Scaling Global Connectivity for VMware Cloud on AWS
By Schneider Larbi, Sr. Partner Solutions Architect – AWS
As the adoption for VMware Cloud on AWS increases around the world, customers’ network requirements have also grown. At Amazon Web Services (AWS), we want to support their requirements when their network scales.
VMware Cloud on AWS is a jointly engineered solution by VMware and AWS that brings VMware’s Software-Defined Data Center (SDDC) technologies such as vSphere, NSX, vSAN, and more to the AWS global infrastructure.
In this post, I will discuss how customers can scale connectivity globally to support their business requirements using AWS Direct Connect, VMware Transit Connect, AWS Direct Connect Gateway, and the NSX Multi-Edge feature.
Networking is the fundamental pillar required for connectivity to VMware Cloud on AWS and beyond. It’s imperative to ensure the network architecture implemented with VMware Cloud on AWS has the ability to scale in response to customer requirements.
Why Scalability is Important
Gartner defined scalability as “the measure of a system’s ability to increase or decrease in performance and cost in response to changes in application and system processing demands.”
From a networking perspective, customers using VMware Cloud on AWS want the ability to have scalable network functionality for network traffic within VMware Cloud on AWS, between VMware Cloud on AWS and other AWS Cloud resources, and on-premises on a global scale.
Optimizing connectivity costs and having the ability to scale from a networking perspective is critical for customers to achieve their connectivity requirements and continued adoption of VMware Cloud on AWS.
Common Hybrid Cloud Network Architectures
We see customers starting by implementing virtual private networks (VPNs) for connectivity to VMware Cloud on AWS from on premises, and for connectivity within the cloud.
Figure 1 – On-premises to a single SDDC connectivity with VPN.
The configuration from Figure 1 shows how customers implement VPN connectivity to VMware Cloud on AWS in a single SDDC, while Figure 2 shows how to do so in multiple SDDCs.

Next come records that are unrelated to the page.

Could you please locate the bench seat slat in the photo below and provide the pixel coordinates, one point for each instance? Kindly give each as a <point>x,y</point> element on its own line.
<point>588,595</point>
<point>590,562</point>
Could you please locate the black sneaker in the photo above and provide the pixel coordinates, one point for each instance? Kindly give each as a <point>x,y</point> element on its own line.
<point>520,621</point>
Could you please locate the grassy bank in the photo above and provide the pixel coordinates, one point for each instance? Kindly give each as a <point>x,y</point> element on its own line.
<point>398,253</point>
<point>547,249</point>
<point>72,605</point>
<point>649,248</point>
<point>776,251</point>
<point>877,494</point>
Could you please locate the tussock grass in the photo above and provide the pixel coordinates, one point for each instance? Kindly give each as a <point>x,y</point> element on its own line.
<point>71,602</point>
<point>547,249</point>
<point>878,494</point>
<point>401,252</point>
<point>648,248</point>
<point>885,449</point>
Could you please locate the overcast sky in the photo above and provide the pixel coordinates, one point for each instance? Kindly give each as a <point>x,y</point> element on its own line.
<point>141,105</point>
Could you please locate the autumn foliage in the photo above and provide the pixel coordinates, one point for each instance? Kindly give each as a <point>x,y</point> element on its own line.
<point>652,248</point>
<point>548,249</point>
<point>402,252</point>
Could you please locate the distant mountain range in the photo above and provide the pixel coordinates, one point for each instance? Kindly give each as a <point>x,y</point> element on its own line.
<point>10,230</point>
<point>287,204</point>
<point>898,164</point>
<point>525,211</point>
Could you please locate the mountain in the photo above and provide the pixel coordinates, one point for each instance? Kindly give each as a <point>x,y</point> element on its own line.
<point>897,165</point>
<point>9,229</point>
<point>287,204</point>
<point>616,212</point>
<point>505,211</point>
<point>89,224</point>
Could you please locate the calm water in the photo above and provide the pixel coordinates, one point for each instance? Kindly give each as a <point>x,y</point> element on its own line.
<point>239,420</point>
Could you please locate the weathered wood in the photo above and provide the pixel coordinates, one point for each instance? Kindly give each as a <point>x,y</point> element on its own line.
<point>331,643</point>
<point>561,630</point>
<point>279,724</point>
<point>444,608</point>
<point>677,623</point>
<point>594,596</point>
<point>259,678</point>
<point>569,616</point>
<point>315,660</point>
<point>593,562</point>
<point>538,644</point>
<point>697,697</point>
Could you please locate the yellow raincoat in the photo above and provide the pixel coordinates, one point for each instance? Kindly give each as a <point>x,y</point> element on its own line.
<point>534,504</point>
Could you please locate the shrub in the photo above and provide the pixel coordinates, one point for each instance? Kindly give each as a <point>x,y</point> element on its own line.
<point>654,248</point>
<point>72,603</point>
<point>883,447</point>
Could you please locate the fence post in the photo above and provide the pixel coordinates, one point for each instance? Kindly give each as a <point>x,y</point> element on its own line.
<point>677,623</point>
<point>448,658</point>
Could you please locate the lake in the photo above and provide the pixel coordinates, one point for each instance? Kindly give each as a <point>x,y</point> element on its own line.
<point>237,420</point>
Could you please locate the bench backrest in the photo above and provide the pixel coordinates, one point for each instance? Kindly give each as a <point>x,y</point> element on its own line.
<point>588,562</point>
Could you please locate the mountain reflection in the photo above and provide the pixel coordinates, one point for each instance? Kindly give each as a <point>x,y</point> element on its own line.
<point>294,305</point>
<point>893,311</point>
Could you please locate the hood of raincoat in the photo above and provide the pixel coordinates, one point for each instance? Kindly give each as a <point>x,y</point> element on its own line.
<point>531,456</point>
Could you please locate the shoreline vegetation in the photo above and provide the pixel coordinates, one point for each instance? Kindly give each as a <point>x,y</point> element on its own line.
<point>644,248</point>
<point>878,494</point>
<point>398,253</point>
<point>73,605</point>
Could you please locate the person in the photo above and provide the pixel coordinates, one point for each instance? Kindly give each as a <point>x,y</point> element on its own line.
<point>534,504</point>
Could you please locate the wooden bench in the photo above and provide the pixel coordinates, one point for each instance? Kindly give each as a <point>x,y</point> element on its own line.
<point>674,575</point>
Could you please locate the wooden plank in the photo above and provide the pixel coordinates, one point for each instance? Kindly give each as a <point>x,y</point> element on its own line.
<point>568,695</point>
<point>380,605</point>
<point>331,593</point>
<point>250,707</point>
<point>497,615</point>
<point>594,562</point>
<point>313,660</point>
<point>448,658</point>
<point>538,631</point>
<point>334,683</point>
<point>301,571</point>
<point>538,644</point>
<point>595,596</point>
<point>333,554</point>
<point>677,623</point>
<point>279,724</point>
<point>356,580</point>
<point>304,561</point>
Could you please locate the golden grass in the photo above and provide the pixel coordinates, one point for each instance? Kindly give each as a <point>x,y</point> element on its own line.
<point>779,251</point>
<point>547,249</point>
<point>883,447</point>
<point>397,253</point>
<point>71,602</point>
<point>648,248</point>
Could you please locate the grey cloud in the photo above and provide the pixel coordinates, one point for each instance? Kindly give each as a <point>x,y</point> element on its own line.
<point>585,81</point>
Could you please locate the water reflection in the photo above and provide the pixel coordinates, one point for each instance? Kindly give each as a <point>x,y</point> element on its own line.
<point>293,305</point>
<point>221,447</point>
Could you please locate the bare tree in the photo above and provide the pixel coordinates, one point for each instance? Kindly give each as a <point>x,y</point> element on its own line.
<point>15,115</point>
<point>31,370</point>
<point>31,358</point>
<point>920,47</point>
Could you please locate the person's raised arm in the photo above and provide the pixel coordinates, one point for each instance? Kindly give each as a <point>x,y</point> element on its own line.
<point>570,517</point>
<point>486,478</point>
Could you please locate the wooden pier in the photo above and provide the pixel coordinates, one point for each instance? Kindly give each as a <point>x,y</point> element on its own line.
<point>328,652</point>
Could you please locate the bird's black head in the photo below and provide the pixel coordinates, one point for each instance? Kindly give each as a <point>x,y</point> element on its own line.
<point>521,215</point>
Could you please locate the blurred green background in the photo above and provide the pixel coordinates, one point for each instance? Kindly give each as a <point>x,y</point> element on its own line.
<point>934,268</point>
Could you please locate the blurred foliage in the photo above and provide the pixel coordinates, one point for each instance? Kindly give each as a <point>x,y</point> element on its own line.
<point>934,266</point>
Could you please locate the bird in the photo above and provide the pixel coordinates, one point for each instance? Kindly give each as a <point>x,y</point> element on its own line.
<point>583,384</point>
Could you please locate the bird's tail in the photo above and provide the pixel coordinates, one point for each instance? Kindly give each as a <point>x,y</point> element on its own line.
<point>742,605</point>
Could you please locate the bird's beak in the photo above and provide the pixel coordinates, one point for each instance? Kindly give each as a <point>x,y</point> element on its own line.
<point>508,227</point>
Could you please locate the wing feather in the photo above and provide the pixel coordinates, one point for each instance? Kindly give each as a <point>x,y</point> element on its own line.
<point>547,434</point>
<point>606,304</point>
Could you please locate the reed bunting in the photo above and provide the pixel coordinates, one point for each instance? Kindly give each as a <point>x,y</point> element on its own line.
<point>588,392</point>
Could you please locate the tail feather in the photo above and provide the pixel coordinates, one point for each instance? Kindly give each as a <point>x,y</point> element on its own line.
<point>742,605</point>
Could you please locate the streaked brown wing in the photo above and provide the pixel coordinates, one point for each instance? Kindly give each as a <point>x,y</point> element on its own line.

Figure 2 – On-premises to multiple SDDCs in multiple regions via VPN.
Though this redundant VPN architecture works for connectivity to VMware Cloud on AWS, the performance can be unpredictable because it’s over the public internet path for connectivity, which could be saturated at different times and impact performance. Also, the throughput and packet sizes that can be sent over a VPN tunnel is limited to what the VPN hardware or software can support.

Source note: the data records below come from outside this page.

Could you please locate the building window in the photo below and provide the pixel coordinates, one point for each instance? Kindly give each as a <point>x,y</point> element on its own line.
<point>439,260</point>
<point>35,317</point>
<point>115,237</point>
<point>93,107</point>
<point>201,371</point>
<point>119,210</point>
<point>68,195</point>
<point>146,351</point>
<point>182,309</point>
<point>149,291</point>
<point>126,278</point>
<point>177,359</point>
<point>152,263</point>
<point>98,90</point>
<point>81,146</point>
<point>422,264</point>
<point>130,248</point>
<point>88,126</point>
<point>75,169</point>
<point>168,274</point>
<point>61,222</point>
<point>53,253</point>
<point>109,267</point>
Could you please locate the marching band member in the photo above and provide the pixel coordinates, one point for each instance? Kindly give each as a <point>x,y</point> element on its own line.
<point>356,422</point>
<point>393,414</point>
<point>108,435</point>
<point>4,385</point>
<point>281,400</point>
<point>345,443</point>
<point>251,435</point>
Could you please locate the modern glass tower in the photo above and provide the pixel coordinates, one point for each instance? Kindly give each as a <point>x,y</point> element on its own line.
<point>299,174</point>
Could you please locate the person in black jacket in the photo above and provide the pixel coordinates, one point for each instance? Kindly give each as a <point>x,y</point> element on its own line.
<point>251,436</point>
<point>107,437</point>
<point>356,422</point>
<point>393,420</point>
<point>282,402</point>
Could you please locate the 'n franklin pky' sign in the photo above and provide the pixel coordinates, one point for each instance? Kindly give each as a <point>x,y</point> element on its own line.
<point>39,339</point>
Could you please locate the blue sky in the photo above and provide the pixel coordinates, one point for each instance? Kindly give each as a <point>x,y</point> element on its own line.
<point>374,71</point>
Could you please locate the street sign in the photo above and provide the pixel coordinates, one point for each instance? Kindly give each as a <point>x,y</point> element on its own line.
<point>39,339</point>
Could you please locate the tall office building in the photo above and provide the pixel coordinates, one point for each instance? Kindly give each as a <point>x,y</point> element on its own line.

We see customers who have the use case of routing network traffic through a single transit point within an Amazon VPC through a network appliance to different network targets in the cloud, and to on-premises as well. Implementing this transitive routing topology with VPNs can introduce complexity and management overhead for customers in their network architectures.
From the architecture in Figure 1, customers might use a hardware VPN appliance or software version that supports high bandwidth throughput that terminates on a single NSX Edge appliance in VMware Cloud on AWS. That can impact the network performance of the NSX Edge when traffic with large packet sizes are sent over the tunnel to VMware Cloud on AWS.

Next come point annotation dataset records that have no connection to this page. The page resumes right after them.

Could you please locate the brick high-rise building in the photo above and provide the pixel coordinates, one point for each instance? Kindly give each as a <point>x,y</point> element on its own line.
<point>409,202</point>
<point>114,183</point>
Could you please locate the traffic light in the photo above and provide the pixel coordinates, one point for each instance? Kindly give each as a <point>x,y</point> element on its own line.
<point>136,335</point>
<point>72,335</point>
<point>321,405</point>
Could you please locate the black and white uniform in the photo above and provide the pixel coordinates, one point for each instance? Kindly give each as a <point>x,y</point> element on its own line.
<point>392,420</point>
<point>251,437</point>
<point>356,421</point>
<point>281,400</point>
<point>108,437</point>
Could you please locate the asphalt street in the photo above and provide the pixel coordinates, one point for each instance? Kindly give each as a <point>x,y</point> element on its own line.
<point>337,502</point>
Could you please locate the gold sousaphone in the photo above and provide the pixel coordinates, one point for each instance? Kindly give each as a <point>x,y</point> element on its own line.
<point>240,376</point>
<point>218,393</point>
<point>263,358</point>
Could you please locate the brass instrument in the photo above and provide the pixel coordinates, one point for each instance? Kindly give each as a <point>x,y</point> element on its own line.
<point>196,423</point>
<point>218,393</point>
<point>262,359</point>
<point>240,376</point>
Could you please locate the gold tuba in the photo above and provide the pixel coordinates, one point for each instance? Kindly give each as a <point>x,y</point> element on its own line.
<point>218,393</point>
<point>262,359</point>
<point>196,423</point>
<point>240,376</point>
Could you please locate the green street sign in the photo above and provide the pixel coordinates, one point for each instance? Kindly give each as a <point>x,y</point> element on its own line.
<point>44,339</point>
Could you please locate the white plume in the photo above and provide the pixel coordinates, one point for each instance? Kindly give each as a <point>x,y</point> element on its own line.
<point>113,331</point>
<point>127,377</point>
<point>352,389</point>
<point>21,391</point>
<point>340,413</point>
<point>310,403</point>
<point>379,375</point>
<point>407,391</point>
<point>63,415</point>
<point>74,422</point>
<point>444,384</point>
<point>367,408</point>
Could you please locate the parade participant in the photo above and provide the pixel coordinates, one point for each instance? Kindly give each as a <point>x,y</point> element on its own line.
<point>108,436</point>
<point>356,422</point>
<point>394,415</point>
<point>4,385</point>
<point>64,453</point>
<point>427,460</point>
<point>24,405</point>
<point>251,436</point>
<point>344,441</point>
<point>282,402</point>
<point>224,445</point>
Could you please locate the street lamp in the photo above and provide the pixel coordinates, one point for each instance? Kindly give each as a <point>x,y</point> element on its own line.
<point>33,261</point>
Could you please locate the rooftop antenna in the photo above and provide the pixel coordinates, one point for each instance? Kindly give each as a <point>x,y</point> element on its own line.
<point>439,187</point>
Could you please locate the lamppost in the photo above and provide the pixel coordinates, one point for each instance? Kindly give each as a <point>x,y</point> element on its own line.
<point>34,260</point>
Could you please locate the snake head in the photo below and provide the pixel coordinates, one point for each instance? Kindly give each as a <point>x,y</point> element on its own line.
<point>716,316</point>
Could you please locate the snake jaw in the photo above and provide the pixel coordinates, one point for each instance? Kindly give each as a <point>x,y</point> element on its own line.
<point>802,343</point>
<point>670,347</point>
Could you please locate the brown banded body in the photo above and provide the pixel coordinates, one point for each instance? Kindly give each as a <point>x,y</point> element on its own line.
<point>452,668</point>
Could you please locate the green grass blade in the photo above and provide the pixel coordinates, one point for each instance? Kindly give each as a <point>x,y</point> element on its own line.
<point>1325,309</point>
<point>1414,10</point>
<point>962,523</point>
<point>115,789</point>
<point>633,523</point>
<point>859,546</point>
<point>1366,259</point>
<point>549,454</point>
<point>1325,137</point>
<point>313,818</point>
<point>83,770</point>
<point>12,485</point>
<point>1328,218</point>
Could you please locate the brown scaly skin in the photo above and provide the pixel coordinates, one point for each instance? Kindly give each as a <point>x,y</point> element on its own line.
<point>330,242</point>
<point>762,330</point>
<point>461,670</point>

Similarly, the architecture in Figure 2 shows VPN connectivity to VMware Cloud on AWS in two different regions. These geographic regions could represent different countries as well. In this scenario, customers will have to invest to implement network infrastructure across their global regions to support this VPN connectivity model.
Additionally, the architecture in Figure 2 increases operational overhead because customers will have to implement, manage, and maintain VPN tunnels and hardware/software across different geographic locations, which is not cost effective and not scalable.
Inter-region SDDC VPN tunnels also adds to the operational overhead for managing several VPN tunnels.
Also with VPN tunnels, customers are not able to implement live hybrid vMotion from on-premises vSphere environments to VMware Cloud on AWS.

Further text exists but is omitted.